As the Thai Public Health Ministry noted in its February white paper: “Prior negotiation with the patent holders is not an effective measure and only delays the improvement of access to essential medicines. It is only after the threat or the decision to use and implement compulsory licensing or government use of patent that the negotiation will be more successful and effective.”

In response to the 301 Report, Mongkol said the move was “absolutely legitimate,” according to the Bangkok Post. “We have not done anything wrong,” the minister said. “We followed the process closely by announcing the plan to use compulsory licensing before implementing it.”

Nonetheless, the US government’s reaction is not surprising given that the pharmaceutical lobby is one of the most powerful in Washington, with advocates on both sides of the aisle. The Center for Public Integrity, a Washington-based nonpartisan nonprofit group, released a study last month that said drug companies and their trade groups spent $155 million on federal lobbying from January 2005 to June 2006, in part to protect lucrative patents.

Leading the charge against Thailand now is Ken Adelman, a former US ambassador to the UN and an Iraq War apologist who heads a nonprofit group called USA For Innovation. Perhaps unsurprisingly, Adelman also works for Edelman Public Relations Worldwide, which counts Abbott Laboratories as one of its biggest clients.

Adelman, who once said the Iraq War would be “a cakewalk” and called war critics “Chicken Littles,” wrote in The Washington Times last week that Thailand is part of the “axis of IP evil” and is “stealing US innovation, the cornerstone of the American economy.”

His group was more brazen in an ad published in the Wall Street Journal.

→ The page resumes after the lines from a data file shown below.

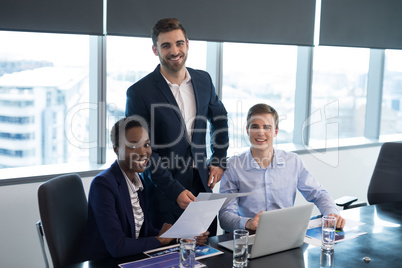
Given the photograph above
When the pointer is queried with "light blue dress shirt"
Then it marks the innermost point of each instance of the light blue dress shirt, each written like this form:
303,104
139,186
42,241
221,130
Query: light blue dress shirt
273,188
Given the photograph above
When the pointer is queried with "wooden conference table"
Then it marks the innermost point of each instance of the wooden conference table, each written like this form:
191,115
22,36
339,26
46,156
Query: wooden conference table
382,244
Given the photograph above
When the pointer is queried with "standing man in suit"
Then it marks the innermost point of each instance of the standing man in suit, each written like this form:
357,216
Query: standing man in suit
176,102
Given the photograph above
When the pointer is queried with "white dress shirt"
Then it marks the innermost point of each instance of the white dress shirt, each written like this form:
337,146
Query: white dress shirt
184,95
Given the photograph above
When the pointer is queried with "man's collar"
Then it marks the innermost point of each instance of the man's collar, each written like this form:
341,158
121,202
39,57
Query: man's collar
251,163
187,77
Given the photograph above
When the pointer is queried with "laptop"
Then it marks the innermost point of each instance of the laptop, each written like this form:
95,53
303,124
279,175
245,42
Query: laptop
278,230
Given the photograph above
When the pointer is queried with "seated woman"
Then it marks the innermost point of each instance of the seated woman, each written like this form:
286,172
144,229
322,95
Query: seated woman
118,224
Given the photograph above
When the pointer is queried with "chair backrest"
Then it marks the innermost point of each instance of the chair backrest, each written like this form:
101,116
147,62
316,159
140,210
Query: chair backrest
63,211
386,182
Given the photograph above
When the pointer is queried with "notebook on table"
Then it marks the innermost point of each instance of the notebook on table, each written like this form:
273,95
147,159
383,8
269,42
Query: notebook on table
278,230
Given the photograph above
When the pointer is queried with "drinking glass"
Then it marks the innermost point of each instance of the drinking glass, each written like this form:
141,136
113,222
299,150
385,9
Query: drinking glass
240,248
328,232
187,253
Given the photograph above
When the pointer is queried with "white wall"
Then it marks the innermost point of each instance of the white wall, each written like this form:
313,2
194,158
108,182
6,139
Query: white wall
19,244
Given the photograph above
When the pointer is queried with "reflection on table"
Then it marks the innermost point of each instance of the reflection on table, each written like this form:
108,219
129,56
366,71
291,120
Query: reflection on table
382,244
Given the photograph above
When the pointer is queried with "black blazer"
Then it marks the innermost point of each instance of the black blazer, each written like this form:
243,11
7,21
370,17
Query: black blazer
172,153
111,227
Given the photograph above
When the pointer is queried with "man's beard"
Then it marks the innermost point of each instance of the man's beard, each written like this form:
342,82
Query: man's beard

After accusing the Thai Public Health ministry of threatening “to kidnap American tourists,” the ad goes on to say the government is “stealing American assets for military benefit.”

The propaganda campaign adeptly fluctuates between fact and fiction, mixing legitimate concerns about democracy and military spending with half-truths about the legality of compulsory licenses and the costs of medicines in Thailand.

Of course, USA for Innovation and other propaganda groups will never cite an August 2006 World Bank study that calls for Thailand to resist Big Pharma and use compulsory licensing to reduce HIV/AIDS drug costs by up to $3.2 billion by 2025. It also won’t refer to letters of support sent to the Thai government from the World Health Organization, UNAIDS, and countless NGOs, including the Clinton Foundation headed by former president Bill Clinton.

“Medicines are a substantial element of health care costs, and it is entirely appropriate and necessary for the government of Thailand to find means of reducing these costs to ensure sustainable financing of health care,” said a February letter to the Thai government written by WHO director-general Dr. Margaret Chan, which added that the compulsory licenses were “fully in line with the TRIPS agreement.”

Although it’s expected that the pharmaceutical lobby will scream and shout when a country invokes its rights under TRIPS, more should be expected from the US government. Bureaucrats should have the courage to give a yes-or-no answer to whether Thailand’s compulsory licenses comply with TRIPS.

If the US truly wants to act as a leader on public health, it should unequivocally state what the rules are and how countries can comply with them instead of coming up with cute diplomatic language that misses the point.